His public appearance has been rare since taking office, last seen in person 12 years ago. In the context of the growing conflict, his appearances were only televised from unknown locations.
“I haven’t used cell phones or landlines for years for security reasons, and even if I wanted to, they wouldn’t allow me,” he said in May during his mother’s funeral, in which he participated via a recorded message.
Nasrallah was born in 1960 into a modest family in the eastern suburbs of Beirut and from school demonstrated great religious fervor and political interests.
A follower of Imam Musa Sadr, a leader of the Lebanese Shiite community who later disappeared under mysterious circumstances, he joined the Shiite political movement Amal when he was a teenager and participated in some of its protests.

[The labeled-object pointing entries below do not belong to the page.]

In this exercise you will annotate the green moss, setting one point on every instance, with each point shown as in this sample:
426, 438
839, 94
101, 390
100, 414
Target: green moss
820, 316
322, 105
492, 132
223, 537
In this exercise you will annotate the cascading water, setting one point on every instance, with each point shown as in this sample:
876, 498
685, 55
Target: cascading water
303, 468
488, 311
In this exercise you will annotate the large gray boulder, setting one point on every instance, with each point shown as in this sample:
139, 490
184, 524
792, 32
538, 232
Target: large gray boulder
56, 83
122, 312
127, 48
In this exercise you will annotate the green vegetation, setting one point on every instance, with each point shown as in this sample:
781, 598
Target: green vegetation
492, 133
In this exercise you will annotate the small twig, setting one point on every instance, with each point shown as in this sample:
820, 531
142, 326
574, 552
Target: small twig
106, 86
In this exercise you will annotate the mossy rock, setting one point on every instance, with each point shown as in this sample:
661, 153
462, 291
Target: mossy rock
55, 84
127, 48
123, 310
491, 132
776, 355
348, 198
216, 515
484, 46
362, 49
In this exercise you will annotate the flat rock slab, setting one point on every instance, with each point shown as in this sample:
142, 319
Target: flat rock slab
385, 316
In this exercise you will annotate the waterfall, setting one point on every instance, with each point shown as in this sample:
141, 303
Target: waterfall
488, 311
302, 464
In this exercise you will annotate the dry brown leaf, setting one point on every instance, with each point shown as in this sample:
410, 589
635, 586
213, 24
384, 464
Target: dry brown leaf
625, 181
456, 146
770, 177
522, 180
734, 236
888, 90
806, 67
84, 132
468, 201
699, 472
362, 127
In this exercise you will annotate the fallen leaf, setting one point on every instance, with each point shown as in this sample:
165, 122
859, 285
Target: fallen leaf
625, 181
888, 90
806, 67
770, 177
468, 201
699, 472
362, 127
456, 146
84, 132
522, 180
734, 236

When he was almost of age, Nasrallah traveled to the Iraqi city of Najaf, the cradle of Shiite theological thought, where he was taught by some of the clerics who accompanied Ayatollah Ruhollah Khomeini in the Islamic Revolution in Iran. Upon returning to Lebanon, he studied under the supervision of his predecessor at the head of Hezbollah, Abbas al Musawi.
In 1982, he was one of the creators of the clandestine terrorist group, and from the beginning he was part of its governing body, the Council of Seven.
Nasrallah stood out as one of the leaders of the reformist movement, which sought to incorporate the clandestine group into Lebanese political life. His ascendancy was such that he was named general secretary of the group just hours after Israel killed his predecessor. At the time, Nasrallah was 32 years old.
From this, in the last decades of conflict with Israel, he actively participated in the transformation of the militia into a military force with regional influence, which made Hezbollah’s number 1 one of the most prominent Arab figures in generations, with support from Iran.
At the same time, his positions have made him increasingly controversial in Lebanon, the terrorist group’s country of origin, and in the Arab world in general. This is because, as Hezbollah’s influence expanded into Syria and other countries in the region that form the Axis of Resistance, a climate of tension also increased proportionally between Iran’s allies and the Sunni Arab monarchies allied to the US in the Gulf.
Entry into politics
Nasrallah brought Hezbollah out of hiding and transformed it into a political party, with a projection that goes beyond being a simple militia or religious brotherhood. In 1992, he participated in his first elections and won 12 seats in the Lebanese Parliament.
In the years following Israel’s departure from Lebanon, it maintained a belligerent and intransigent stance, which ultimately led to the 2006 conflict, in which Hezbollah and Israel exchanged attacks for five weeks in a private war that affected much of Lebanon.
Instead of disarming and withdrawing from Lebanon’s southern border as stipulated in the 2006 peace agreement, Hezbollah heavily rearmed, obtained long-range weapons and continued to harass Israel, which responded ferociously.
During all this time, Hezbollah consolidated itself as a Lebanese “state within a state”, with impregnable fiefdoms and a powerful military force.
In 2023, Lebanese terrorists entered the war in the Gaza Strip to support Hamas as one of its allies and to destabilize Israel’s northern flank, something that earned Hezbollah a new indirect war with the neighboring country.